We have very happily worked with Operation Helping Hands, a program of Catholic Charities of the Archdiocese of New Orleans for the past three years. Alas, they have phased out their volunteer program. So this year, the students in the the New Orleans course, in conjunction with the UNH-Alternative Break
Challenge, will be moving across Lake Pontchartrain to work with Habitat for Humanity. Mind you, we will be a presence in New Orleans, but during the day we will be working with two different Habitat for Humanity agencies in St. Tammany Parish. Our work will be centered around Slidell and Mandeville, Louisiana. And we’ll be staying at the Peace Mission Center in Slidell. By the way, the volunteer accommodations and meals come highly recommended.
So on this day, as we celebrate a life of Martin Luther King, Jr., who spent his short time with us peacefully advocating on behalf of others, I look forward to working with another group of students who will generously give their time and creature comforts to move his dream forward.

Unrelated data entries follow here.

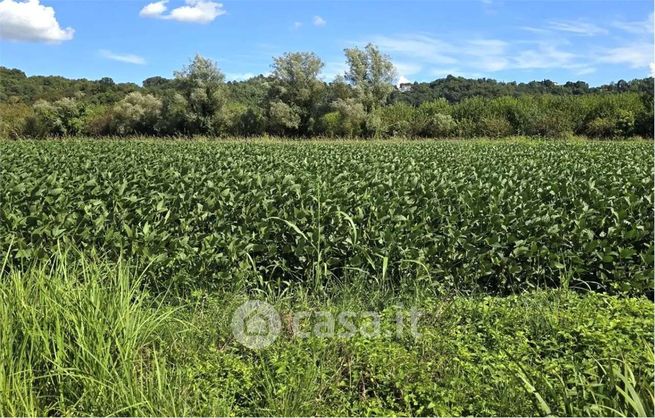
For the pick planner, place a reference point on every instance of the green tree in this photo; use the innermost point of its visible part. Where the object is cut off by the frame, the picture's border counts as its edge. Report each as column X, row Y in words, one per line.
column 371, row 74
column 137, row 114
column 296, row 85
column 202, row 85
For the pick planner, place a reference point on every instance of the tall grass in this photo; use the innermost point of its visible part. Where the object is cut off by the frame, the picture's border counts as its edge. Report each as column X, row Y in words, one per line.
column 79, row 338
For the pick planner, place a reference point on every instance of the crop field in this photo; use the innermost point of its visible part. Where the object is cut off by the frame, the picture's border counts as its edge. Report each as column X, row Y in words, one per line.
column 123, row 262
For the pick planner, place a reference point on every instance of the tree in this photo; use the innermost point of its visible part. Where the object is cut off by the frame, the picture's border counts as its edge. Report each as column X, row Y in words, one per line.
column 61, row 118
column 372, row 75
column 137, row 114
column 296, row 85
column 202, row 85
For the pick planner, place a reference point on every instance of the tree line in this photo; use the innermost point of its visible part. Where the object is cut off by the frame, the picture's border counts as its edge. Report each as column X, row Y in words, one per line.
column 294, row 102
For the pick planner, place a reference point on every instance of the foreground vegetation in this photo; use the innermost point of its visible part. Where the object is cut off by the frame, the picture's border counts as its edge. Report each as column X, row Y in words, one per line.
column 497, row 217
column 84, row 339
column 124, row 261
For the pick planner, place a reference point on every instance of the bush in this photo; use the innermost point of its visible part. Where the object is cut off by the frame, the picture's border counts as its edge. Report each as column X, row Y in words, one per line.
column 136, row 114
column 495, row 127
column 64, row 117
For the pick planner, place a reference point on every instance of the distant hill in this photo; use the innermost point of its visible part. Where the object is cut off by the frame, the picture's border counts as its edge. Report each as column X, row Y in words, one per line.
column 15, row 86
column 454, row 89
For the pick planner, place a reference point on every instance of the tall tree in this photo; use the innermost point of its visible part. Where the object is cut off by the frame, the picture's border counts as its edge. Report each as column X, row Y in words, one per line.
column 202, row 85
column 372, row 74
column 296, row 91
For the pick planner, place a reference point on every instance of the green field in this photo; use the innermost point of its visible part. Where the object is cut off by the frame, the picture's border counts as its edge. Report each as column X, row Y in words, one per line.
column 124, row 261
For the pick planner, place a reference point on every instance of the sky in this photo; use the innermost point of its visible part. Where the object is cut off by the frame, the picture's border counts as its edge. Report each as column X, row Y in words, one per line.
column 131, row 40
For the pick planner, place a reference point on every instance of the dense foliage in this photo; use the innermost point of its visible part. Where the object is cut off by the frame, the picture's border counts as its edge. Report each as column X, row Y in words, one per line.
column 83, row 340
column 293, row 101
column 500, row 217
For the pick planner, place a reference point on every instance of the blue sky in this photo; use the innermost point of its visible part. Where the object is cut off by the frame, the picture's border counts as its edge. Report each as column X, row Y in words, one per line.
column 130, row 40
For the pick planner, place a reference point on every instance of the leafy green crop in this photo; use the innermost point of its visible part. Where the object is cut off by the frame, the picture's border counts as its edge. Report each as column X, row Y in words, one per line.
column 498, row 217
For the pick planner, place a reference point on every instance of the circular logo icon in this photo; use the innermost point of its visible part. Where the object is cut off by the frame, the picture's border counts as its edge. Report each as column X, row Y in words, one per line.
column 256, row 324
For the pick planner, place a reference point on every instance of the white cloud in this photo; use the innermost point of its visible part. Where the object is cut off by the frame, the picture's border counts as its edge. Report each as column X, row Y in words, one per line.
column 417, row 47
column 402, row 80
column 319, row 21
column 636, row 27
column 546, row 55
column 127, row 58
column 635, row 55
column 578, row 27
column 154, row 9
column 195, row 11
column 407, row 68
column 239, row 76
column 31, row 21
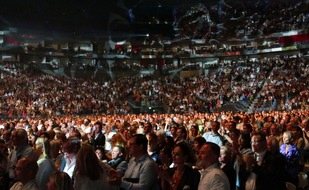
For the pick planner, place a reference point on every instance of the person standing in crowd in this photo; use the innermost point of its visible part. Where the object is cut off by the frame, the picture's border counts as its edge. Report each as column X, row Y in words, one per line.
column 182, row 176
column 212, row 177
column 68, row 161
column 118, row 162
column 4, row 163
column 89, row 174
column 141, row 173
column 21, row 150
column 226, row 164
column 25, row 174
column 59, row 181
column 98, row 138
column 292, row 157
column 213, row 135
column 305, row 127
column 153, row 146
column 266, row 167
column 181, row 134
column 197, row 145
column 45, row 163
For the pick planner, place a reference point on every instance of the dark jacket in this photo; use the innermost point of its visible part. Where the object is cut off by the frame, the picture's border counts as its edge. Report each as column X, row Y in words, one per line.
column 190, row 178
column 270, row 175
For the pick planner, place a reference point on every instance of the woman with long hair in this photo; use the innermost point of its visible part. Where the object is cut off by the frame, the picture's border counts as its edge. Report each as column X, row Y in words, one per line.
column 89, row 173
column 182, row 176
column 45, row 163
column 59, row 181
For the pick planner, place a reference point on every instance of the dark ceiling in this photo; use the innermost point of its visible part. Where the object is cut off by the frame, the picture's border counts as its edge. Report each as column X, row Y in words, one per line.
column 96, row 17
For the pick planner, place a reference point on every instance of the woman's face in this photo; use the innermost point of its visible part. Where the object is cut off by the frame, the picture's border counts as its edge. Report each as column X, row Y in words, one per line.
column 196, row 146
column 178, row 156
column 99, row 154
column 241, row 141
column 116, row 153
column 38, row 148
column 286, row 138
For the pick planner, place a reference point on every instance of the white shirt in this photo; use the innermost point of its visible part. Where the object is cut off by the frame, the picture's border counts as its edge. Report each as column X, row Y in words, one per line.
column 213, row 178
column 70, row 166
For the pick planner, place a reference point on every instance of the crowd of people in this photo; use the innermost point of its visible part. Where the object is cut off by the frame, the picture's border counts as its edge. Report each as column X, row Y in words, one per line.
column 156, row 151
column 277, row 83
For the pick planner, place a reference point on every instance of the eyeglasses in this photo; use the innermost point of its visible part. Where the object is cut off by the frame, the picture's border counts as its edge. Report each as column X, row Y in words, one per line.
column 256, row 142
column 132, row 144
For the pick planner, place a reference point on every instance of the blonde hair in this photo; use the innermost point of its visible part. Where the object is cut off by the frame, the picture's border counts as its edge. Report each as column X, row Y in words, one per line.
column 60, row 181
column 87, row 163
column 45, row 144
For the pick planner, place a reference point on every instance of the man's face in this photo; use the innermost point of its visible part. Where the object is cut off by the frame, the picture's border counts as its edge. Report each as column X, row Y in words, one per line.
column 133, row 147
column 20, row 171
column 214, row 127
column 205, row 157
column 16, row 139
column 67, row 150
column 115, row 153
column 152, row 144
column 258, row 145
column 179, row 133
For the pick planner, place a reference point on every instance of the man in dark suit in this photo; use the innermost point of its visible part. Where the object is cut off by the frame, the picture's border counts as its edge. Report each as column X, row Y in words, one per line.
column 98, row 138
column 267, row 166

Operation Helping Hands Monday, Mar 1 2010
Uncategorized Habitat for Humanity, Katrina Relief, Operation Helping Hands, UNH students 4:22 am
Since 2006, I have worked with three different relief operations along the Gulf Coast. Habitat for Humanity needs no introduction. They are the gold standard for building affordable housing for those in need. In 2006, in the wake of the storm, they focused on gutting homes (left). A year later, I joined UNH students working with Habitat on constructing new homes in the Upper Ninth Ward, in and around the Musicians’ Village. In 2008, my students and I worked with Katrina Relief, a small agency operating in and around Waveland, Mississippi. They are a jack-of all-trades organization that contributes much-needed manpower to a hard-hit, yet out of the way section of coastal Mississippi. Then last year, we moved back into New Orleans to work with Operation Helping Hands.
Operation Helping Hands coordinates volunteers for the Archdiocese of New Orleans. They did not exist prior to Katrina, but in the aftermath of the tempest, the Archdiocese fielded thousands of call from people who wanted to serve on behalf of the people of New Orleans. And from the time the waters began to recede from the city, Operation Helping Hands has hosted over 22,500 volunteers. And those volunteers have put in nearly two-thirds of a million volunteer hours. In the process, these volunteers have gutted nearly 2,000 homes. They have built 140 homes with 21 underway. And they have painted 295 additional homes. And my students were an active and involved part of that.
Our experience with Operation Helping Hands was a gift. The food was OK, the housing over in Jefferson Parish was adequate, but the work experience was exquisite. The team leaders were young, energetic and accessible to student volunteers. The work was meaningful and tied to New Orleans neighborhoods. Students came away, not only with a sense of accomplishment, but with the realization that they could exhibit the same level of selflessness as the OHH leaders once they graduate from college.
That is: it was a great introduction to New Orleans; a fine example of service learning; and a tangible model of what direction one may take after graduation. To me, that was the gift to us of working with Operation Helping Hands.